Illustration: Abdul Rahman. Source: Pixabay.
Coming out of the Covid-19 crisis, the market seems have caught a “value bug.” Value stocks have been on a tear. Classic “value” names like Exxon-Mobil or Freeport McMoran — the mining company — are up 40 or even 50 percent, while more “growthy” stocks like Johnson & Johnson or Facebook have gone sideways. Partially, this is a correction from an extreme. Since just before the Global Financial Crisis, value stocks have doubled, while growth stocks have more than quadrupled. You can only stretch a rubber band so far.
Sentiment in some market segments has also gotten extremely pessimistic. Some famous value-stock managers have closed up shop and said that this market doesn’t sense to them anymore. Entire segments of the economy have gone from darling to dog. Consider energy. At the height of the fracking boom the industries that heat our homes and fuel our cars and transport our goods and services was 15% of the total market; by the end of September it accounted for less than 2%. It’s true that as the world economy shut down there was less demand for oil; but this is extreme. It’s hard to imagine that this entire sector of the economy is worth less than Google.
Source: S&P, Bloomberg, World Market Advisors
So is value coming back? It certainly seems that way. The prospect of broad vaccination, an opening economy, and a generous government all have investors optimistic that life may soon get back to normal – with the understanding that there will be a “new normal” when we get there. “Zoom fatigue” may be real, but video meetings, home offices, and online shopping will be part of our work-life, home-life, and school-life for the foreseeable future.
Which brings up the next question: how durable is this shift to value? After all, value stocks have been left in the dust. The economy has been shifting towards online shopping and virtual experiences for a long time. In 2011, tech entrepreneur and investor Marc Andreesen wrote a prescient op-ed for the Wall Street Journal, “Why Software is Eating the World.” In his essay, Andreesen outlines the reasons why software-driven companies have become so dominant: wide access to broadband communication, the increasing computing power of our smartphones, the ubiquity of app-based businesses facilitated by inexpensive cloud computing, and network effects which lead to winner-take-all economics. The trends Andreesen identified a decade ago have only intensified. And they have been turbocharged by the Covid-19 crisis.
Source: Bloomberg
But everybody knows this. Markets identify trends and climb on board. The Covid crisis caused investor to pile into stay-at-home stocks like the FAANGs and Zoom. And the shares of those companies were repriced to include about a year-and-a-half of additional sales. And if you want to outperform the consensus, you need to invest differently than the consensus. And you need to be right.

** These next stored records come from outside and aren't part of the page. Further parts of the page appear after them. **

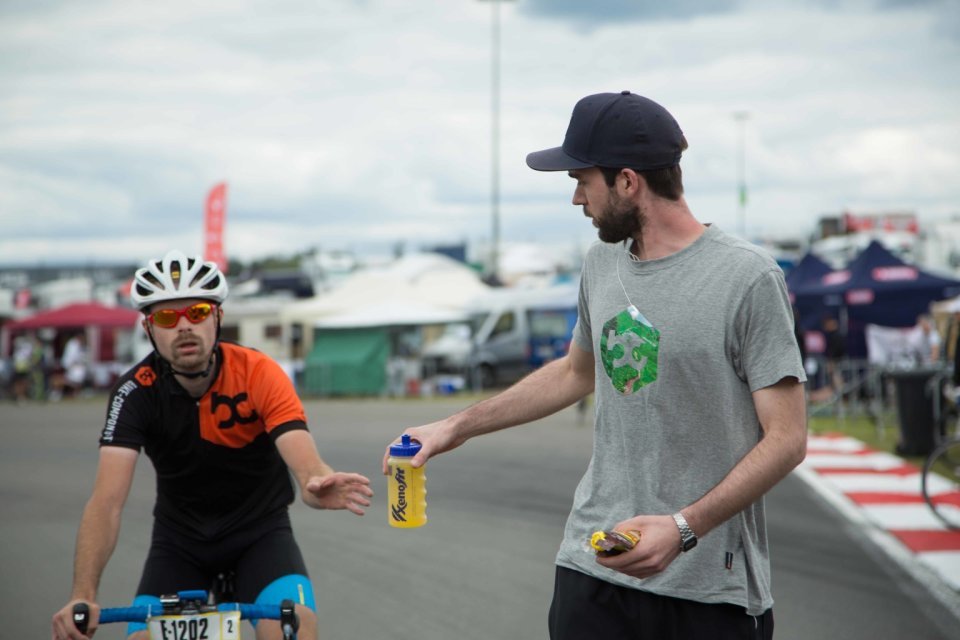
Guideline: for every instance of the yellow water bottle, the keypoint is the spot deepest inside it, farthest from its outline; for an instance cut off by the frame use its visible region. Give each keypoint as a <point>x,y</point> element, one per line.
<point>406,486</point>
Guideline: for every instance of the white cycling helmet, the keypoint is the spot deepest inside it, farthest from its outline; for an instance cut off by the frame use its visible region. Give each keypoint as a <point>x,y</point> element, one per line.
<point>175,277</point>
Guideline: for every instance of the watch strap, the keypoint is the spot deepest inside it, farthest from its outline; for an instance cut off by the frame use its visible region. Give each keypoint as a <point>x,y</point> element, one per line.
<point>688,539</point>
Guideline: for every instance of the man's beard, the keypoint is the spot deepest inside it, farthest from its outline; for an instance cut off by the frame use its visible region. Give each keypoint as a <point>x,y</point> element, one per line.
<point>620,221</point>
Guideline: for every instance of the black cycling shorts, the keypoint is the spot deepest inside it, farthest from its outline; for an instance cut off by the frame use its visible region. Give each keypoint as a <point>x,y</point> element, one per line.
<point>256,555</point>
<point>585,608</point>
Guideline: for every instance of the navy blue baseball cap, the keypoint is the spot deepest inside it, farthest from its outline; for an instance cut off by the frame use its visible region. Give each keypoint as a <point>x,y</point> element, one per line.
<point>618,130</point>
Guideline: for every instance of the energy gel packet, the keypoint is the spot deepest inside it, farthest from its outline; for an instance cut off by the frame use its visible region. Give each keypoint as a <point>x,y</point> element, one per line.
<point>611,543</point>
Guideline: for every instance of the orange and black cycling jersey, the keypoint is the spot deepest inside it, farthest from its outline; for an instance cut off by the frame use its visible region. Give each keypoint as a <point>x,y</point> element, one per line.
<point>216,463</point>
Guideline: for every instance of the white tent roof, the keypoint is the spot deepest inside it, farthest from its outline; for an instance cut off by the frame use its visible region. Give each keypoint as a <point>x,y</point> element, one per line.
<point>430,281</point>
<point>392,314</point>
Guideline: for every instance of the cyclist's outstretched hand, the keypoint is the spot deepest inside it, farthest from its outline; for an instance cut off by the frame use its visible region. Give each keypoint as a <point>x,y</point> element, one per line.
<point>63,627</point>
<point>339,490</point>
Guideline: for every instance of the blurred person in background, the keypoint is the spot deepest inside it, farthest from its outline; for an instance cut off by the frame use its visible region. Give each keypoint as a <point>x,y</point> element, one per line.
<point>75,362</point>
<point>923,342</point>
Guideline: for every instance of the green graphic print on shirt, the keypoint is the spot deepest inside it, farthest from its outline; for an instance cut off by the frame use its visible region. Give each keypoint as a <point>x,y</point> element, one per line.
<point>629,346</point>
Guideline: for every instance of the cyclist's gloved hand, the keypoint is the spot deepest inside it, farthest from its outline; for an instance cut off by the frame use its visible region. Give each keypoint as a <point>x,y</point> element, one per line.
<point>339,490</point>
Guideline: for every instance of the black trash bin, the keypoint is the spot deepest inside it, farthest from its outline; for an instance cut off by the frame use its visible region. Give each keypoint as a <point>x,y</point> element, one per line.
<point>915,390</point>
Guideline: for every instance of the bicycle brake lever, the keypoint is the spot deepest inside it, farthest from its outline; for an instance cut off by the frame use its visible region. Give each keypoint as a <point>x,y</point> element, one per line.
<point>81,617</point>
<point>289,620</point>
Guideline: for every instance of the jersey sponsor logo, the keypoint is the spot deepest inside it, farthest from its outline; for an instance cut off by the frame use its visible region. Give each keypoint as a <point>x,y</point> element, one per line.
<point>145,376</point>
<point>116,405</point>
<point>232,403</point>
<point>629,351</point>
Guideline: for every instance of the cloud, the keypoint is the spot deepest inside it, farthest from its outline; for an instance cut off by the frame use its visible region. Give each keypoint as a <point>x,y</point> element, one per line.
<point>363,124</point>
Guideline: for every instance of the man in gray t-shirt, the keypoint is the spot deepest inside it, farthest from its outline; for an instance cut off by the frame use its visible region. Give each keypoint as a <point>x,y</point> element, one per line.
<point>685,335</point>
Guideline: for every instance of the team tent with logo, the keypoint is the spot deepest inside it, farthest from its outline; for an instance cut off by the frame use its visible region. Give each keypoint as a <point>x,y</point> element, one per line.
<point>877,288</point>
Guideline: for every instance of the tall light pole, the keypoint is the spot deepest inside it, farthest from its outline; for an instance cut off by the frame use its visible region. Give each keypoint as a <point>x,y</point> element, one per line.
<point>495,140</point>
<point>741,118</point>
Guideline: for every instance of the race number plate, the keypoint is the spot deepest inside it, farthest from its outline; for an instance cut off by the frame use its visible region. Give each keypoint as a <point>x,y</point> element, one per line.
<point>216,625</point>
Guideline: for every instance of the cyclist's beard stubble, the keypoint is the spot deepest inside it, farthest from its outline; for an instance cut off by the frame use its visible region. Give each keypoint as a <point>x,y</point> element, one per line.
<point>619,221</point>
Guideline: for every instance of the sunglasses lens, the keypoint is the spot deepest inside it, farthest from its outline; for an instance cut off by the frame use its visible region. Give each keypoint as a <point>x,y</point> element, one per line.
<point>198,312</point>
<point>165,317</point>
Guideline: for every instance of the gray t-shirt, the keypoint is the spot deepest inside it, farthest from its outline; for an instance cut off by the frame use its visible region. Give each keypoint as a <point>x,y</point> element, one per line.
<point>674,413</point>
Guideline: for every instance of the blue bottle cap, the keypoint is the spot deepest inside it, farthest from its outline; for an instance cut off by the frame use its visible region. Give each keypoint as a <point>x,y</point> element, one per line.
<point>405,447</point>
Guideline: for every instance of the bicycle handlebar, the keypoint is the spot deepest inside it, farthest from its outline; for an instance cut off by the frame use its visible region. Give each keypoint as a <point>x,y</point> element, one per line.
<point>81,613</point>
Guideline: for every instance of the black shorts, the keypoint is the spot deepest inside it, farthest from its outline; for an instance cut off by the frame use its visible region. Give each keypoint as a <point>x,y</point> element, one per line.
<point>585,608</point>
<point>257,556</point>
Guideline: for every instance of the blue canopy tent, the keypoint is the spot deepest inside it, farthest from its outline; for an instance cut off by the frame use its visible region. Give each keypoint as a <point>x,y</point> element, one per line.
<point>876,288</point>
<point>808,271</point>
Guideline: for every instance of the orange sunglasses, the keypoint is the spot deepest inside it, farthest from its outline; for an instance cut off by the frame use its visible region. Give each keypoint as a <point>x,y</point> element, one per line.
<point>195,313</point>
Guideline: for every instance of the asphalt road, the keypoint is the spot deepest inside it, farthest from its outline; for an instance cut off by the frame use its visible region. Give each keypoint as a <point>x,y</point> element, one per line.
<point>481,568</point>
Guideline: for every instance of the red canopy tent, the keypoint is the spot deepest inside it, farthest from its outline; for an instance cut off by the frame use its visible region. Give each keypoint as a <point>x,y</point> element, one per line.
<point>97,320</point>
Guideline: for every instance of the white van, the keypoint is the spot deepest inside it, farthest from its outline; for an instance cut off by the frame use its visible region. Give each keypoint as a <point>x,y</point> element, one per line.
<point>513,331</point>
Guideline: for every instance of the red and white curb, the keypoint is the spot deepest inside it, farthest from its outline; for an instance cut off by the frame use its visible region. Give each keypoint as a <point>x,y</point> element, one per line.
<point>883,490</point>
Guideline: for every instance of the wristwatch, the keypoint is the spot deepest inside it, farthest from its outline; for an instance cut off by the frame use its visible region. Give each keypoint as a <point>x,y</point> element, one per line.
<point>688,539</point>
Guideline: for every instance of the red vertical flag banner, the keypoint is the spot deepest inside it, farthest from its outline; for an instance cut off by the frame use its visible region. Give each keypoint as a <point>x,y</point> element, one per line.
<point>215,214</point>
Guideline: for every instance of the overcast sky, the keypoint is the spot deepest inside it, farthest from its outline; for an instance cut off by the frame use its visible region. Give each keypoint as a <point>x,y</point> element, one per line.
<point>357,125</point>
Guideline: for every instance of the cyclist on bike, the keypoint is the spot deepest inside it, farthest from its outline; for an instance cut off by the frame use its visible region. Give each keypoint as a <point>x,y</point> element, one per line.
<point>223,426</point>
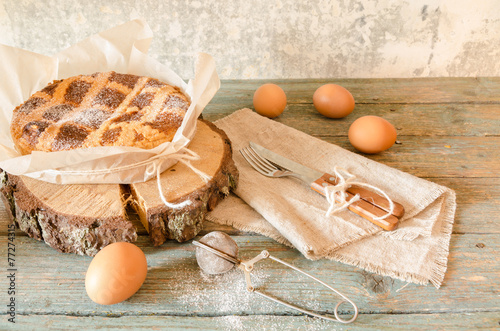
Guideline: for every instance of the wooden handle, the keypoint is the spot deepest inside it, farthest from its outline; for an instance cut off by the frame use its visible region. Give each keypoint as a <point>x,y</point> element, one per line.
<point>361,207</point>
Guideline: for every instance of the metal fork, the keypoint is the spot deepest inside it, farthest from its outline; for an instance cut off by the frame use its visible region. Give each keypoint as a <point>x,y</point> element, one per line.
<point>361,207</point>
<point>263,166</point>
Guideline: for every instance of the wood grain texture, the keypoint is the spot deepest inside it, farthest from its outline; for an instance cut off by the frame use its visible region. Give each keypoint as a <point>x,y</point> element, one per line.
<point>448,132</point>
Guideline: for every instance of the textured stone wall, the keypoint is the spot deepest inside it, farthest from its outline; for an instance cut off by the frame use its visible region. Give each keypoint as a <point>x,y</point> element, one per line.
<point>281,38</point>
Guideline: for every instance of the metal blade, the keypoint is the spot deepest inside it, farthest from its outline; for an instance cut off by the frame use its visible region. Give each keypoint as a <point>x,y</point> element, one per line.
<point>307,174</point>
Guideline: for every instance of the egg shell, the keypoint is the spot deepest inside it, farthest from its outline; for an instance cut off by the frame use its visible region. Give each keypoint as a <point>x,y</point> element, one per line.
<point>333,101</point>
<point>269,100</point>
<point>116,273</point>
<point>372,134</point>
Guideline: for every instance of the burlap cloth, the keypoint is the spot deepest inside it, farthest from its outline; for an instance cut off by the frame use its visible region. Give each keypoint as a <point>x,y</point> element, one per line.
<point>286,210</point>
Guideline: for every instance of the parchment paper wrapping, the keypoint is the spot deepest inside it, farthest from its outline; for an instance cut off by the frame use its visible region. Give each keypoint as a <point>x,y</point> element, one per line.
<point>122,49</point>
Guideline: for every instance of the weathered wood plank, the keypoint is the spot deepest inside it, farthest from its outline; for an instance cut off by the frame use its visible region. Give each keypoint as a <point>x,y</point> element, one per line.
<point>176,286</point>
<point>235,94</point>
<point>409,119</point>
<point>440,156</point>
<point>469,321</point>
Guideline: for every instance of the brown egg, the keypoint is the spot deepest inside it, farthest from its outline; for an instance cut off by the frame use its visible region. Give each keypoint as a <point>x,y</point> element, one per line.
<point>333,101</point>
<point>269,100</point>
<point>116,273</point>
<point>372,134</point>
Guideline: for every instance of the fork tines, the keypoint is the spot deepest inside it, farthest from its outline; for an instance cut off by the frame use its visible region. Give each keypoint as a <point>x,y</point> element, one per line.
<point>260,164</point>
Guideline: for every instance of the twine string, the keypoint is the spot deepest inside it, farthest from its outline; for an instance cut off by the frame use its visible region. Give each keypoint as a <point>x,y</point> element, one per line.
<point>336,195</point>
<point>185,158</point>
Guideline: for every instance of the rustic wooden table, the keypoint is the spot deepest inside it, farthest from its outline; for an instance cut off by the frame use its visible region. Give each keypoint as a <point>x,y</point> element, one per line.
<point>448,132</point>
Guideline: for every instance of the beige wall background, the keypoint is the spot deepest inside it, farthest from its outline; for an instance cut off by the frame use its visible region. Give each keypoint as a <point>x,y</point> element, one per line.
<point>271,39</point>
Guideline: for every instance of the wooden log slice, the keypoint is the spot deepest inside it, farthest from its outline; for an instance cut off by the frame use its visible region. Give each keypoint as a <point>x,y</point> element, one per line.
<point>78,219</point>
<point>180,183</point>
<point>83,219</point>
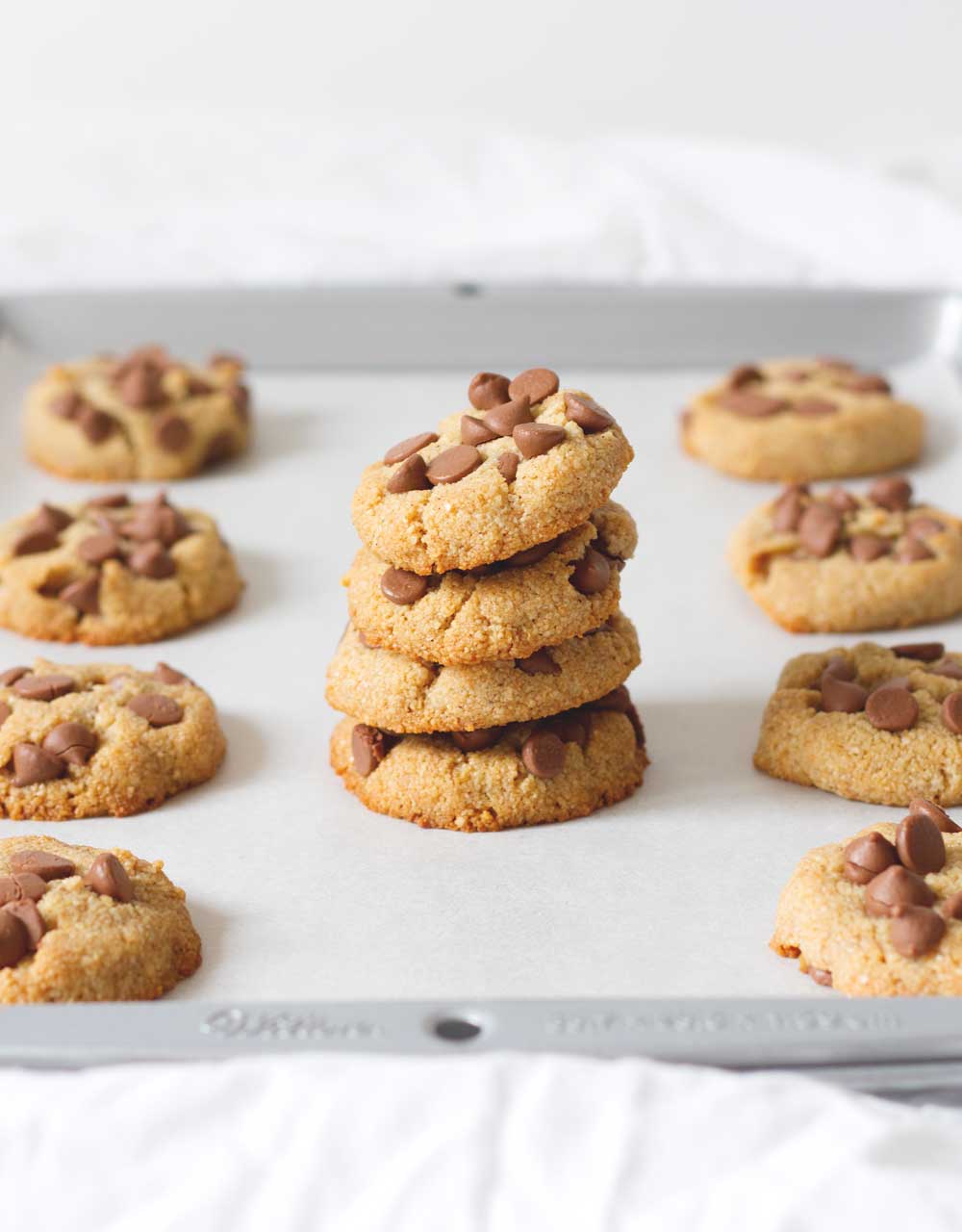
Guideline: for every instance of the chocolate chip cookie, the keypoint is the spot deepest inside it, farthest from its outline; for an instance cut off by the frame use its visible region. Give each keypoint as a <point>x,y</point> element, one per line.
<point>876,724</point>
<point>541,597</point>
<point>879,914</point>
<point>799,421</point>
<point>834,561</point>
<point>141,417</point>
<point>93,739</point>
<point>78,924</point>
<point>396,694</point>
<point>111,571</point>
<point>526,465</point>
<point>522,774</point>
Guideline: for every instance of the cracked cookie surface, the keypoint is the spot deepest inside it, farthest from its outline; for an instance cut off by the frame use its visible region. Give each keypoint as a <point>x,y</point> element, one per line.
<point>446,504</point>
<point>102,936</point>
<point>869,724</point>
<point>87,740</point>
<point>802,419</point>
<point>527,777</point>
<point>496,611</point>
<point>396,694</point>
<point>838,562</point>
<point>114,573</point>
<point>143,417</point>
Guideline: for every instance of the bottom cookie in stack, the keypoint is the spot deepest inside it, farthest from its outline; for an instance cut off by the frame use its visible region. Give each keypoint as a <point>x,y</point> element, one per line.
<point>495,779</point>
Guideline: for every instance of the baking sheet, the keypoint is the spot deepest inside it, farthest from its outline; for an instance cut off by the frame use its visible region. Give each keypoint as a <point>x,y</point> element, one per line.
<point>299,893</point>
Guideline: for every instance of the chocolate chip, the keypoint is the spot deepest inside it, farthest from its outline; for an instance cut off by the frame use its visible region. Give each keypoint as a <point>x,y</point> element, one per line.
<point>84,595</point>
<point>473,742</point>
<point>368,748</point>
<point>95,424</point>
<point>820,528</point>
<point>25,911</point>
<point>13,940</point>
<point>866,857</point>
<point>925,652</point>
<point>42,863</point>
<point>97,549</point>
<point>157,708</point>
<point>403,449</point>
<point>47,687</point>
<point>21,885</point>
<point>814,408</point>
<point>544,755</point>
<point>893,887</point>
<point>866,382</point>
<point>508,466</point>
<point>403,586</point>
<point>488,390</point>
<point>869,547</point>
<point>592,573</point>
<point>842,696</point>
<point>936,814</point>
<point>152,561</point>
<point>453,465</point>
<point>910,551</point>
<point>921,844</point>
<point>842,500</point>
<point>504,419</point>
<point>536,383</point>
<point>892,493</point>
<point>473,431</point>
<point>171,431</point>
<point>539,664</point>
<point>32,541</point>
<point>751,405</point>
<point>587,413</point>
<point>106,875</point>
<point>73,742</point>
<point>536,439</point>
<point>952,712</point>
<point>892,708</point>
<point>915,931</point>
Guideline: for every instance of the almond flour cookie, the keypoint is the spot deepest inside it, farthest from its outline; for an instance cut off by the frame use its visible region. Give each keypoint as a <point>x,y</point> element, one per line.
<point>527,465</point>
<point>835,562</point>
<point>396,694</point>
<point>523,774</point>
<point>879,914</point>
<point>145,417</point>
<point>83,740</point>
<point>799,421</point>
<point>109,572</point>
<point>873,724</point>
<point>78,924</point>
<point>543,597</point>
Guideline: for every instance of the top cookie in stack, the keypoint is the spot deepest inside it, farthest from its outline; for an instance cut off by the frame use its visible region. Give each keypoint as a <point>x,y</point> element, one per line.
<point>483,668</point>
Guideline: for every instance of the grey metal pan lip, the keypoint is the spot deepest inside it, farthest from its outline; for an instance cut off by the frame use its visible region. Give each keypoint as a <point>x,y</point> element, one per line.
<point>869,1043</point>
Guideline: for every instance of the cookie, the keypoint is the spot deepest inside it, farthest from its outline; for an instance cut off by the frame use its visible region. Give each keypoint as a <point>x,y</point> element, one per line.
<point>78,924</point>
<point>562,589</point>
<point>873,724</point>
<point>398,694</point>
<point>109,572</point>
<point>528,463</point>
<point>799,421</point>
<point>144,417</point>
<point>523,774</point>
<point>835,562</point>
<point>83,740</point>
<point>879,914</point>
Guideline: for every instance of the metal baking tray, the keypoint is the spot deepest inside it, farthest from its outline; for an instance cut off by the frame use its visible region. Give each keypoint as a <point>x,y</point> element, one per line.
<point>640,931</point>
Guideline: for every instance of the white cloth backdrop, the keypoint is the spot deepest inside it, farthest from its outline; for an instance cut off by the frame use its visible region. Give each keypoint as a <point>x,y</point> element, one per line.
<point>492,1143</point>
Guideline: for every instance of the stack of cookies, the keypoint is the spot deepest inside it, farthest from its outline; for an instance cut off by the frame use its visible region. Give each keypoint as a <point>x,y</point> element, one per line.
<point>483,667</point>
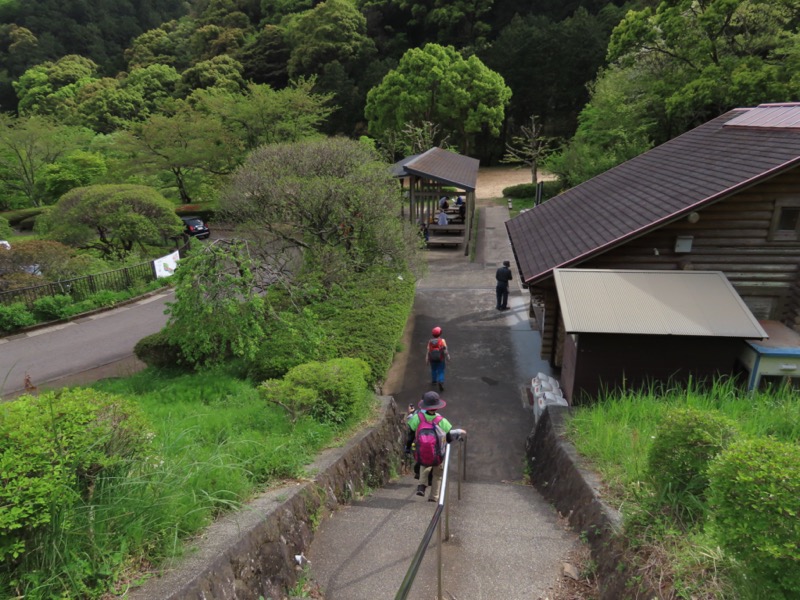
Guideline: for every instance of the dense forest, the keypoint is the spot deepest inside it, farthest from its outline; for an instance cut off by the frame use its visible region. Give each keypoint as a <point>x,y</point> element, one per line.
<point>604,80</point>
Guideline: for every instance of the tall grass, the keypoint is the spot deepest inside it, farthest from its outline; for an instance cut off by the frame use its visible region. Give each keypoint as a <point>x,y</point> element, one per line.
<point>215,445</point>
<point>615,434</point>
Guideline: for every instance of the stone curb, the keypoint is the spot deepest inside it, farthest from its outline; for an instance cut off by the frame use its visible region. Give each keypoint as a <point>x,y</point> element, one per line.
<point>559,473</point>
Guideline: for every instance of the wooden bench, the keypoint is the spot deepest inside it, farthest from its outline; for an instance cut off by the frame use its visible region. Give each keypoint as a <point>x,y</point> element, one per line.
<point>450,228</point>
<point>445,240</point>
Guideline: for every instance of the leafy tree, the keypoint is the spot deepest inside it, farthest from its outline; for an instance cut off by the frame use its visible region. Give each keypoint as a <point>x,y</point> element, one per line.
<point>266,116</point>
<point>112,219</point>
<point>437,84</point>
<point>221,72</point>
<point>54,261</point>
<point>185,144</point>
<point>76,169</point>
<point>104,105</point>
<point>51,87</point>
<point>329,201</point>
<point>155,83</point>
<point>265,57</point>
<point>27,147</point>
<point>166,45</point>
<point>331,42</point>
<point>216,313</point>
<point>528,148</point>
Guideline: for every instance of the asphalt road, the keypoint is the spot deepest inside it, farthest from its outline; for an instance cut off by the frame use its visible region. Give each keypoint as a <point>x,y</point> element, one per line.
<point>86,349</point>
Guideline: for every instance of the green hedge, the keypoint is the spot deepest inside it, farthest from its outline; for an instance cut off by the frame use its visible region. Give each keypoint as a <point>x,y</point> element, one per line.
<point>52,448</point>
<point>15,217</point>
<point>754,493</point>
<point>686,441</point>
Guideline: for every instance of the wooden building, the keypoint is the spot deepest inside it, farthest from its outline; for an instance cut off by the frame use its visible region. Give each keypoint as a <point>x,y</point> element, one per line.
<point>724,196</point>
<point>630,329</point>
<point>426,178</point>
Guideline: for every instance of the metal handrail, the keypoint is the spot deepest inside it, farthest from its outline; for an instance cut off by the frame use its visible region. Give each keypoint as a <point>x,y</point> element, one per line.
<point>436,524</point>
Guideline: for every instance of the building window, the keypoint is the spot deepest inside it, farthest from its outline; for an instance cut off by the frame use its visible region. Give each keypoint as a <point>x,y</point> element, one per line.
<point>785,225</point>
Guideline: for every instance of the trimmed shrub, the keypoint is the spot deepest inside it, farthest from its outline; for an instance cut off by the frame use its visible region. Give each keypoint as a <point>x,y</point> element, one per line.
<point>158,351</point>
<point>291,340</point>
<point>14,316</point>
<point>52,448</point>
<point>365,319</point>
<point>340,386</point>
<point>15,217</point>
<point>521,190</point>
<point>754,493</point>
<point>686,441</point>
<point>49,308</point>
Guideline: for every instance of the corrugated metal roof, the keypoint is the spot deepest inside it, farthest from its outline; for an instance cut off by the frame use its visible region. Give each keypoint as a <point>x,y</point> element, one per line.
<point>688,172</point>
<point>782,116</point>
<point>696,303</point>
<point>441,165</point>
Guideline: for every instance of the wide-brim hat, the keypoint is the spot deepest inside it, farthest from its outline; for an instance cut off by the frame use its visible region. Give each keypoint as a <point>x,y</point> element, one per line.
<point>431,401</point>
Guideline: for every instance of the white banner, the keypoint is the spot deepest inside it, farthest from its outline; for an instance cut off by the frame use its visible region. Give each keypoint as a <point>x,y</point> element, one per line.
<point>165,266</point>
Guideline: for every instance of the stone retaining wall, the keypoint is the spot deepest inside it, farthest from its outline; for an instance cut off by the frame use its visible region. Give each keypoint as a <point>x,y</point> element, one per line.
<point>559,475</point>
<point>251,553</point>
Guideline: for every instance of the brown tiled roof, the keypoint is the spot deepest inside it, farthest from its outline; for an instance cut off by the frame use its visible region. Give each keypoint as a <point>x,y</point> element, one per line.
<point>441,165</point>
<point>688,172</point>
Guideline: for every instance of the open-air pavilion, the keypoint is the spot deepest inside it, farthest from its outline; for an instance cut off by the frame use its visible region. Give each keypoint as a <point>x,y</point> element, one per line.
<point>427,177</point>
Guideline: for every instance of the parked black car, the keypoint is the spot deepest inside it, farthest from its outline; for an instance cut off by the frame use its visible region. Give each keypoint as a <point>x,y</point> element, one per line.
<point>195,227</point>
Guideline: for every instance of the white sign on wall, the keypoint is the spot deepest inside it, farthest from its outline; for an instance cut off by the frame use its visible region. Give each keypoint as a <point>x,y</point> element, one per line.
<point>165,266</point>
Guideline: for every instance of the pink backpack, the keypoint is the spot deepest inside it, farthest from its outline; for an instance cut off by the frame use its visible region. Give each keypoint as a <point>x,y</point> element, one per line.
<point>430,441</point>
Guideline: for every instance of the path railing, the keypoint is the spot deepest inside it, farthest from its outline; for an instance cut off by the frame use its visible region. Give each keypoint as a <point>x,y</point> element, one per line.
<point>436,523</point>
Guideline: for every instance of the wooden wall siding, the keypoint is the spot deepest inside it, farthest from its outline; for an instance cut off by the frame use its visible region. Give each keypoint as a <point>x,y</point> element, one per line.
<point>731,236</point>
<point>547,324</point>
<point>569,367</point>
<point>605,362</point>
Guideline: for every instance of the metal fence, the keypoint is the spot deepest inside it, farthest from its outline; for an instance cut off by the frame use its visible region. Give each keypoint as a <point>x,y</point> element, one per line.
<point>81,288</point>
<point>436,524</point>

Old economy activities like drilling for oil and mining copper and building houses are still going on, and those businesses have been made more profitable by the software revolution – one of the less-noted aspects of Andreesen’s software revolution. While the energy sector is expected to lose money in 2020, it should return to profitability the following year. And even if new carbon taxes are imposed, the world still needs gasoline, diesel fuel, jet fuel, and heating oil.
Which raises the issue of values. Many investors have adopted Environmental, Social, and Governance (ESG) standards. They don’t want to own companies that contribute to global warming or aren’t connected to their communities or don’t meet other (often non-financial) criteria. By happenstance, most of these companies tend to be on the “value” side of the ledger. That’s contributed to the trend.
It’s important to be comfortable with our investments – how they perform, as well as what they do. Stocks aren’t pieces of paper or blips on a computer screen. They represent fractional ownership of real companies engaging in real commerce. As long as we live in a real world, we’ll need these old economy companies.